JOHN NICKELSON: Overcrowding at CCC is a complicated problem, and it involves the entire criminal-justice system. The courts send people to jail and the sheriff holds them. The time from an arrest to when the case is resolved is in many cases extraordinarily long. Some inmates are at CCC for five years awaiting trial, and that’s not good for the sheriff, the public, and the inmate. We have to work together to improve the efficiency of the system.

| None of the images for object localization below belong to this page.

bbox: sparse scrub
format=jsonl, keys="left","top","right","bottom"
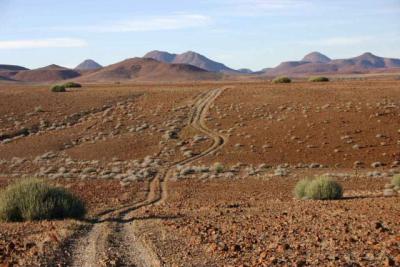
{"left": 63, "top": 82, "right": 82, "bottom": 88}
{"left": 0, "top": 179, "right": 85, "bottom": 222}
{"left": 34, "top": 106, "right": 44, "bottom": 113}
{"left": 294, "top": 177, "right": 343, "bottom": 200}
{"left": 305, "top": 177, "right": 343, "bottom": 200}
{"left": 51, "top": 85, "right": 66, "bottom": 93}
{"left": 392, "top": 175, "right": 400, "bottom": 187}
{"left": 272, "top": 76, "right": 291, "bottom": 84}
{"left": 294, "top": 178, "right": 312, "bottom": 199}
{"left": 309, "top": 76, "right": 330, "bottom": 82}
{"left": 213, "top": 162, "right": 224, "bottom": 173}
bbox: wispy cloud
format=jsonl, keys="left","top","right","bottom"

HENRY WHITEHORN: The federal government pays $70 a day for CCC to house inmates, the State pays $26 and the Parish pays $3. If you were running the jail, which would you want? We can get rid of the State and Federal inmates and solve overcrowding. The jail is getting dangerous for sheriff’s employees.
Sixth of Six: Guns
QUESTION: Election mail is replete with references to guns: illegal guns, Second Amendment rights, Baton Rouge “taking away our guns,” “Pro-2A” (shorthand for Second Amendment). How can you, as sheriff, balance gun rights with reducing gun violence?
HENRY WHITEHORN: I support responsible gun ownership. I own several guns and am not giving them up. Guns stolen from cars are not the ones used in street crime. We are seeing high-powered weapons designed to kill people, not for personal protection.
JOHN NICKELSON: I’m committed to not interfering with peoples’ Second Amendment rights. The sheriff can enforce existing laws. Former Shreveport Police Chief Ben Raymond said 500 guns a year were stolen from cars and used in crimes. We can address that.
CANDIDATES AT BROADMOOR: Caddo Sheriff’s candidates, from left, Hersy Jones, Shayne Gibson, Pat Gilley, Henry Whitehorn and John Nickelson join BNA President Bonita Crawford (second from right) at the October 10th candidates’ forum.